Because Uganda already has some experience with large Ebola outbreaks, the population is well informed and cooperates with the medical facilities. "Unlike some West African communities or cultures, Uganda is very open in that they want to report (Ebola) cases and not hide them," Shoemaker said.

"Ugandans will report even suspected cases that have any similarity with the symptoms of Ebola because they want to make sure that it doesn't get big." Shoemaker said they have not encountered the kind of resistance to seek medical treatment witnessed in the current outbreak in West Africa.

"In most cases, we had no problems identifying the patients and they were willing to seek treatment."

In the countries that are battling to contain Ebola, confidence in the health system is low. This is hardly surprising because the Ebola outbreak has completely overstretched the health infrastructures of the respective nations.

During the civil war in Sierra Leone from 1991 to 2002, thousands of people including doctors and nurses fled the country. "There is so little trained local personnel. They can't adequately respond to this crisis," said Katja Ment, Africa coordinator for the aid organization, the German Doctors, which is supporting a hospital in Sierra Leone, one of the countries hit hardest by the epidemic.

Movement control

In the regions affected by Ebola, people seem to be more mobile than in Uganda. The World Health Organization (WHO) said this was one of the main reasons why the disease spread much faster in West Africa.

"People are travelling a lot. That is why the movement of people particularly in areas with large number of Ebola cases, needs to be controlled," WHO spokeswoman Fadela Chaib said. "Only in this way, can the chain of transmission be stopped."

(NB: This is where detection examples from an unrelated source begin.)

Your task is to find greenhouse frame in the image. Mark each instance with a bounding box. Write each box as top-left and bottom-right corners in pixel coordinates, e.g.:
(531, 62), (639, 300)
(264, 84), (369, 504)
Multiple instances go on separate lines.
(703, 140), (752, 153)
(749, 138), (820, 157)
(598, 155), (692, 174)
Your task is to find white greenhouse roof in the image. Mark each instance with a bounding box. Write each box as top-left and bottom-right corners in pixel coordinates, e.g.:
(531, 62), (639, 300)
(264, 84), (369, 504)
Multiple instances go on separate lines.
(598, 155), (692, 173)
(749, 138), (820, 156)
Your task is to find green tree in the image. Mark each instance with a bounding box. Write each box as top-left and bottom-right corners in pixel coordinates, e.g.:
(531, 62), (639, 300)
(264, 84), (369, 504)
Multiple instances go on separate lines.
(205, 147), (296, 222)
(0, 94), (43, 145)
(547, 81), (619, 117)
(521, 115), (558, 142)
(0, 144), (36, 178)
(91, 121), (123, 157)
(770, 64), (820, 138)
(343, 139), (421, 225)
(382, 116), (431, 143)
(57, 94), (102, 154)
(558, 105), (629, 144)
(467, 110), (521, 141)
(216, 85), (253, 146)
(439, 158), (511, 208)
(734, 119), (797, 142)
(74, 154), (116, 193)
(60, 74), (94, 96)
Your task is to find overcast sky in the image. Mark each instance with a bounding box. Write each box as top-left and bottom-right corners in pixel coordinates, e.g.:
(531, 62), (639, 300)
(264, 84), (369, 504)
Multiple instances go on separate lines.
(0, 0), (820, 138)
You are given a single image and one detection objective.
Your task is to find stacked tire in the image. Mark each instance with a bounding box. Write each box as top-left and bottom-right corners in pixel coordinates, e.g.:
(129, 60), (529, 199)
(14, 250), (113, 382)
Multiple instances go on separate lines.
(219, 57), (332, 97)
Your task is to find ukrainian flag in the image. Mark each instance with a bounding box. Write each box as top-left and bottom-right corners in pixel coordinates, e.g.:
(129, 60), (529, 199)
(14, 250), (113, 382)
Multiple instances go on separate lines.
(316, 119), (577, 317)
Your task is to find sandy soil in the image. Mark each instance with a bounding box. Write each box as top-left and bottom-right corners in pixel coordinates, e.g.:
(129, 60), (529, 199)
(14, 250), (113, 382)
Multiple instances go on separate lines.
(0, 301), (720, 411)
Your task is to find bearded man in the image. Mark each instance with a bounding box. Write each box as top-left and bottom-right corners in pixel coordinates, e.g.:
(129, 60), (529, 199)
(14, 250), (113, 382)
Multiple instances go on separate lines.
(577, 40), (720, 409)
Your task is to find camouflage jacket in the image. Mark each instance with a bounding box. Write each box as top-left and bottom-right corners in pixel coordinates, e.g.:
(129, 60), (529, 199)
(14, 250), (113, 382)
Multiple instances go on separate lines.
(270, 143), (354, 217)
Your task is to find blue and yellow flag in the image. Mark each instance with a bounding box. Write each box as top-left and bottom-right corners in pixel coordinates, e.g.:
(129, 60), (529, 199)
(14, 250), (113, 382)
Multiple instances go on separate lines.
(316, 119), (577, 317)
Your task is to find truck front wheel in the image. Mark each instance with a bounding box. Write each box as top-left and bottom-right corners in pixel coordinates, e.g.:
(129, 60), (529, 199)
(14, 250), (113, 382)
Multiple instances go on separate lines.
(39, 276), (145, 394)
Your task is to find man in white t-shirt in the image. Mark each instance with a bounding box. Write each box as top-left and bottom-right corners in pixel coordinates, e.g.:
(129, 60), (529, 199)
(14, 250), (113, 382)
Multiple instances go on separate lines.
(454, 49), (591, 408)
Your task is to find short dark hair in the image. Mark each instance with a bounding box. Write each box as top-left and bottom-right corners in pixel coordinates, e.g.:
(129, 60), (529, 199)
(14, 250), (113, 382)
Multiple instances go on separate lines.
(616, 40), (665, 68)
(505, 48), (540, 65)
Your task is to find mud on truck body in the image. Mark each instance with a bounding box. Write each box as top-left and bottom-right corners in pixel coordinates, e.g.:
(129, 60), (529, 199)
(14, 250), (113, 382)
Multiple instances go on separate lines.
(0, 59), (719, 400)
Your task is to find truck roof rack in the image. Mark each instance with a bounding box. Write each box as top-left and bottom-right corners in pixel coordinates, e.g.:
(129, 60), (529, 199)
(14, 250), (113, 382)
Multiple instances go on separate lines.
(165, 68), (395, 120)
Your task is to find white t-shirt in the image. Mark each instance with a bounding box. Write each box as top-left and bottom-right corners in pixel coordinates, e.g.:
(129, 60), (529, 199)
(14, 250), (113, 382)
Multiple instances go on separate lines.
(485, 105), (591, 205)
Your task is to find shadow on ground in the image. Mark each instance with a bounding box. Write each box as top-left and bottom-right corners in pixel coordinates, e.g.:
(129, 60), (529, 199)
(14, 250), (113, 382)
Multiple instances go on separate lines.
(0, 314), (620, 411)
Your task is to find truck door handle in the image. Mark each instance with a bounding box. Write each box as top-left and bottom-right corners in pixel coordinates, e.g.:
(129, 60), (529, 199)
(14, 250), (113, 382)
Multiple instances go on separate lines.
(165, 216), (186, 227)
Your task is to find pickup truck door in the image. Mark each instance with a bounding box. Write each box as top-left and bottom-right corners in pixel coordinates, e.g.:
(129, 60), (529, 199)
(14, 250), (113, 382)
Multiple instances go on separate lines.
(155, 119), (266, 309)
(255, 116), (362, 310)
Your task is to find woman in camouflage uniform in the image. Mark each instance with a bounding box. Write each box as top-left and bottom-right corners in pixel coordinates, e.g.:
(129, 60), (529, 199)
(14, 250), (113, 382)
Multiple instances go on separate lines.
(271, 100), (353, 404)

To achieve this goal, the WHO and international aid organizations would have to increase awareness of the disease.

Radio could play a key role because for many people, it is the only reliable source of information. Help teams need to go into the villages, schools, mosques and churches and explain how Ebola is transmitted and how it can be prevented.

In Liberia, the awareness campaign is slowly bearing fruit. Pastors and imams are now teaching people how they can protect themselves and others against Ebola. Liberian mobile network providers send daily text messages to their customers informing them about Ebola. Help teams from both East and West Africa say the virus can only be stopped if the population is well informed.